The public approval ratings for Lincoln – if there had been such ratings in 1864 – would have shown him as the least popular president in history.  The mainstream media of the time pilloried him mercilessly.  Although Lincoln was intelligent, lesser men, like McClellan, considered him a buffoon.  Although Lincoln had an almost transcendent nobility, lesser men, like McClellan, considered him no more than a crass pol.  Although Lincoln would be judged by history to be great, lesser men, like McClellan, judged him to be ordinary.
McClellan was putty in the hands of the treacherous Copperheads.  His own sense of self-importance made McClellan feel that he was much more important to the war effort than the Republican Party or the Republican president.  He fancied himself at the center of things, when actually he was an incompetent whose time spent in the administration prolonged the war.

McClellan was a Scot, coming out of  the long history of brave Scots, including "Braveheart.  But McClellan was anything but a William Wallace.  While Braveheart martyred himself for his nation, for his king, Robert the Bruce, and for human freedom,  the Scottish-American McClellan placed himself about his leader and his nation:  He, McClellan, not his nation or its leader was the focus of all that mattered to him.

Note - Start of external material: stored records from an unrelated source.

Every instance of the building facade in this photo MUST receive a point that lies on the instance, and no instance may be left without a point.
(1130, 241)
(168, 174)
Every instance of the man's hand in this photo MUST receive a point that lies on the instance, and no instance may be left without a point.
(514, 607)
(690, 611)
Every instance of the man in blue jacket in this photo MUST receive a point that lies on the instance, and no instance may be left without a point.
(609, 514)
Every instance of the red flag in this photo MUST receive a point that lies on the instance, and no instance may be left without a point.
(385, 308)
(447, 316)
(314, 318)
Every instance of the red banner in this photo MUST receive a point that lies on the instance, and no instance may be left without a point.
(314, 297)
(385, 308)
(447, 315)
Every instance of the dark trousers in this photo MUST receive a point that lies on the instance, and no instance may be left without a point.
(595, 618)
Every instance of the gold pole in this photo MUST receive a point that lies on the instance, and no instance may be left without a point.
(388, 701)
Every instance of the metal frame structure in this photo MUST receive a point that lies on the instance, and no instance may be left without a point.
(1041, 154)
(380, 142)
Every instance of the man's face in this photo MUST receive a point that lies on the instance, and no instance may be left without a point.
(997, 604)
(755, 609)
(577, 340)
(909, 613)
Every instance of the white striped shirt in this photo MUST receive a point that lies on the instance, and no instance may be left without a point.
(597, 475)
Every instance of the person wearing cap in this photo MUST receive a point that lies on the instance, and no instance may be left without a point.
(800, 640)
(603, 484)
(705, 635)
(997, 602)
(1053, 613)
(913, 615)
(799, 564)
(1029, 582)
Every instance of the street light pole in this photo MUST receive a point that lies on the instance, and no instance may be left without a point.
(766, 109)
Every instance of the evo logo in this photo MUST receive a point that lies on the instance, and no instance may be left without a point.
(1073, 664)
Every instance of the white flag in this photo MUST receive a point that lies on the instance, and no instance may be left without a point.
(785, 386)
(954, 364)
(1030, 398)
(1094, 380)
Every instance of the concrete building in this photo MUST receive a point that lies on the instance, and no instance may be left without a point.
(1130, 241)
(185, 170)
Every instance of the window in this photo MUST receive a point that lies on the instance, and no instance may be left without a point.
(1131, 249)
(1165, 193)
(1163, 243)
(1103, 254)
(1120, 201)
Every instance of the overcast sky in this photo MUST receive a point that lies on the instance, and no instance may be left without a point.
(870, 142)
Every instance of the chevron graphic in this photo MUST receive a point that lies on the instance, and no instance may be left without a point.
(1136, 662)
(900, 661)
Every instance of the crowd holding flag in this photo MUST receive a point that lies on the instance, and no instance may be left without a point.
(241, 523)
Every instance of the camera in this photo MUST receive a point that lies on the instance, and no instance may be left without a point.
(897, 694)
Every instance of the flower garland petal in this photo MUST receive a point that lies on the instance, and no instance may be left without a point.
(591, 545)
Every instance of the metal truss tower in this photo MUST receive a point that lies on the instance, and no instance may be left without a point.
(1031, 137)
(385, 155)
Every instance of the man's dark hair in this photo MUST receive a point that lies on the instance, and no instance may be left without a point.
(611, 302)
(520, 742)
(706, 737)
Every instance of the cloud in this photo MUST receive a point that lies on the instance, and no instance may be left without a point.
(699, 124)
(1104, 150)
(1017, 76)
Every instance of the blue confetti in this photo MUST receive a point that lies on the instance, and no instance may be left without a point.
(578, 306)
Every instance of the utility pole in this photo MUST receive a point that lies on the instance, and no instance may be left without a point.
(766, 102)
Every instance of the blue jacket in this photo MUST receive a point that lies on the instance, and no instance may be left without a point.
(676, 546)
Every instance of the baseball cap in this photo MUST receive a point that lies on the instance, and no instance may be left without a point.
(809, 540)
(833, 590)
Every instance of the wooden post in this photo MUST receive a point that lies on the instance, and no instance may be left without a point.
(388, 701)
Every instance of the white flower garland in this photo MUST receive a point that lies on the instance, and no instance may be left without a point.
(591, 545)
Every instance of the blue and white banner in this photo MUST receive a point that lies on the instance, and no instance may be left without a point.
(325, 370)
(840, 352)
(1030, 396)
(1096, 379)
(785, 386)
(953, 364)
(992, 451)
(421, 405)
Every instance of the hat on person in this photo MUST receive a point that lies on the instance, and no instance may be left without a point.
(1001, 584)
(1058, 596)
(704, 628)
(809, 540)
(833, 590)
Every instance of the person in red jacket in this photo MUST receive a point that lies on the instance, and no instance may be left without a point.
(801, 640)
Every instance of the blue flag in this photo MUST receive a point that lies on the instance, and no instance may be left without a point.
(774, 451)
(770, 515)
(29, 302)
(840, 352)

History has not been kind to McClellan or the Democrats he served.  McClellan did not serve his nation or the principles of liberty upon which his nation was founded.  He had a chance for greatness, but his self-importance got in the way.  There is no “McClellan Memorial,” nor should there be.  Tenacious and loyal lieutenants of Lincoln like Grant and Sherman would earn a place in history.  Sherman, unlike McClellan, was so lacking in personal ambition that the political phrase “Shermanesque” has become associated with complete rejection of crowns of office (“If nominated I will not run.  If elected I will not serve.”)  Grant spent the end of his life writing magnificent memoirs, as he was  painfully dying, so that his family would not live in poverty.  Those lieutenants of Lincoln, although not perfect, were real men, great men, noble men, men of history.  McClellan is only remembered as a disloyal, self-centered whiner.

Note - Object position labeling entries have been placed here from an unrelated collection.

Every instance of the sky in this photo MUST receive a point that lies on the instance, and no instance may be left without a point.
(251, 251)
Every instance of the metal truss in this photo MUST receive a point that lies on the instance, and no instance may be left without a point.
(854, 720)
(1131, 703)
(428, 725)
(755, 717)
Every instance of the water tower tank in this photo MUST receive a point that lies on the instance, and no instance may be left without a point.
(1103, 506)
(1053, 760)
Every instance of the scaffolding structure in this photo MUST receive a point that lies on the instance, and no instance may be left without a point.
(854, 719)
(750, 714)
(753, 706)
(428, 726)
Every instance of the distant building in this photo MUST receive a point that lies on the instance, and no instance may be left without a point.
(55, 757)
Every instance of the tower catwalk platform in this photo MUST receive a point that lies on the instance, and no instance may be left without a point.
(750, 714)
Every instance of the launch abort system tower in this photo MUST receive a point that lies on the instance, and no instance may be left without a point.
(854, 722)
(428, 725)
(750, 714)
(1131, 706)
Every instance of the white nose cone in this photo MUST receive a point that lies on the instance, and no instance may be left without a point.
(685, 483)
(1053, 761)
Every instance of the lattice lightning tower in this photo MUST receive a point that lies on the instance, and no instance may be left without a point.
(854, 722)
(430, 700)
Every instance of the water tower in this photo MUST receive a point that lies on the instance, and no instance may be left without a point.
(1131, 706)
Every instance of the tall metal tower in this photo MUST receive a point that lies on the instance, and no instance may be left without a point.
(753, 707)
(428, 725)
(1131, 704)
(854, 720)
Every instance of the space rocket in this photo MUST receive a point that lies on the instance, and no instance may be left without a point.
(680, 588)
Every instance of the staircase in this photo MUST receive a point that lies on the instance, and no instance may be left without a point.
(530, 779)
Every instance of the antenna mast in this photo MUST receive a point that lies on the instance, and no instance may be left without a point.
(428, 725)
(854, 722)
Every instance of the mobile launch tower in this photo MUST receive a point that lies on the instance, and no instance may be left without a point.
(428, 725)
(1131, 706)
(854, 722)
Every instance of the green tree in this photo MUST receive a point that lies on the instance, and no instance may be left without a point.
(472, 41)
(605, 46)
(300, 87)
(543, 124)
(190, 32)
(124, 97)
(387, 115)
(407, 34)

McClellan and his Copperheads of Lincoln’s times are, of course, the McClellan and his modern Copperheads of Bush’s times.  Historians can argue about the merits of the Civil War, although overwhelmingly the consensus of historians is that it was an awful, but essential, war – a grim duty for any good American.  No one, however, can dispute that if McClellan deigned to serve as the commander of the Army of the Potomac, that he had a duty to prosecute the war with diligence and duty, not to undermine the war and Lincoln to feed his own appetite.

No one should dispute, either, that Scott McClellan, the moral descendent of the earlier McClellan, could have rejected the premise for Operation Iraqi Freedom, eschewed the benefits of serving in the Bush Administration, and honorably opposed the administration and its war.  Or he could have been like Grant or Sherman, loyal despite the hardships and second-guessing that inevitably follow in the wake of long wars.   Or McClellan could have followed the path of least moral resistance, of lowest personal risk, of greatest ease and comfort – he could have served as Press Secretary when that brought him gain and then become friends of the Copperheads when that brought him greater gain.

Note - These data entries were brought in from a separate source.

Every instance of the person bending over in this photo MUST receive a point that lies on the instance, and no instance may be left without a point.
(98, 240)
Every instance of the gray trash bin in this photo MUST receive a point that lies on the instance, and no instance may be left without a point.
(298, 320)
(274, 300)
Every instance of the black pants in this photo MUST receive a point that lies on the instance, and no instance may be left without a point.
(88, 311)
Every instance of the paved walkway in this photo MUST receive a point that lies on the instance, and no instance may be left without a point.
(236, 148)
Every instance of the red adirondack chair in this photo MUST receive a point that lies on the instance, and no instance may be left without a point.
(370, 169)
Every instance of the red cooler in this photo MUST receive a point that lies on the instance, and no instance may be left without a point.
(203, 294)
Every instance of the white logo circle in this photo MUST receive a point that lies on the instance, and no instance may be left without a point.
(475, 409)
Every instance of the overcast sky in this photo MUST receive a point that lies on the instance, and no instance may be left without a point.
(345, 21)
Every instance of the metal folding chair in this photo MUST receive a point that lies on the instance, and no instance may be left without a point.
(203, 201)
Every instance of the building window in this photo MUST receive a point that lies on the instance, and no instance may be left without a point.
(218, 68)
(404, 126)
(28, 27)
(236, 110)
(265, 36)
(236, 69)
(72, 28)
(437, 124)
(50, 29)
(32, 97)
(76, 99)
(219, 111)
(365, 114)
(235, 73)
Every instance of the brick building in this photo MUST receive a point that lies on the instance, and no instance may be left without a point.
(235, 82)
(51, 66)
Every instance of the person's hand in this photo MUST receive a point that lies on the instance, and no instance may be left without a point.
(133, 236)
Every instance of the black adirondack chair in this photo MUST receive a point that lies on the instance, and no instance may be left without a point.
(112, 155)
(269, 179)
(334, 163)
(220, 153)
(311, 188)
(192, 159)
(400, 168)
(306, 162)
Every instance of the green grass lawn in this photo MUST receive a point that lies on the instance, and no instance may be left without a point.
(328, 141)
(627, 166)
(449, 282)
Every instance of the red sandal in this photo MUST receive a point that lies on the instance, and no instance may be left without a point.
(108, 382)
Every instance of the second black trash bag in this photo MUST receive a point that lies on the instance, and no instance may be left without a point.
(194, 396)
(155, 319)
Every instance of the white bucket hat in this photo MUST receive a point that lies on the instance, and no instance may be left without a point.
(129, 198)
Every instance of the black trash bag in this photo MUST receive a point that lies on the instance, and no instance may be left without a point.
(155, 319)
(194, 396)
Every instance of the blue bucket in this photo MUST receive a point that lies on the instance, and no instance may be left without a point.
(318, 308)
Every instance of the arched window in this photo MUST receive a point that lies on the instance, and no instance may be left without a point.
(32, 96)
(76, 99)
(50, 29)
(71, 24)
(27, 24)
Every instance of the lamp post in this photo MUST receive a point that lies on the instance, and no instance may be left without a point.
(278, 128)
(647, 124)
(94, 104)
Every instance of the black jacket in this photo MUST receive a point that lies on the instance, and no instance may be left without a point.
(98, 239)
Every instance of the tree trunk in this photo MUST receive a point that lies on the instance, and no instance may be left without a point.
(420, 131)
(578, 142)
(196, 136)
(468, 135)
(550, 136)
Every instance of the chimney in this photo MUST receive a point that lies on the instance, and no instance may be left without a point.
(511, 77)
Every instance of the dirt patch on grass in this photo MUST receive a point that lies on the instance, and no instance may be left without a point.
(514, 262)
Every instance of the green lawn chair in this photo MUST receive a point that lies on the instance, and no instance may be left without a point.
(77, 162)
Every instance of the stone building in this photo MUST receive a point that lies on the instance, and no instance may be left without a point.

When McClellans of any age commit the sin of serpentine behavior in the course of ordinary politics, most of us can forgive the crass avarice, the sick vanity, the emaciated values that motivate such weak souls to wickedness.  But when vastly better men and women place themselves in harm’s way, when they lose their lives and limbs, their bodies and their blood, then only the most craven, heartless and venal creatures can profit by their sacrifice.  Such a creature was McClellan and is McClellan.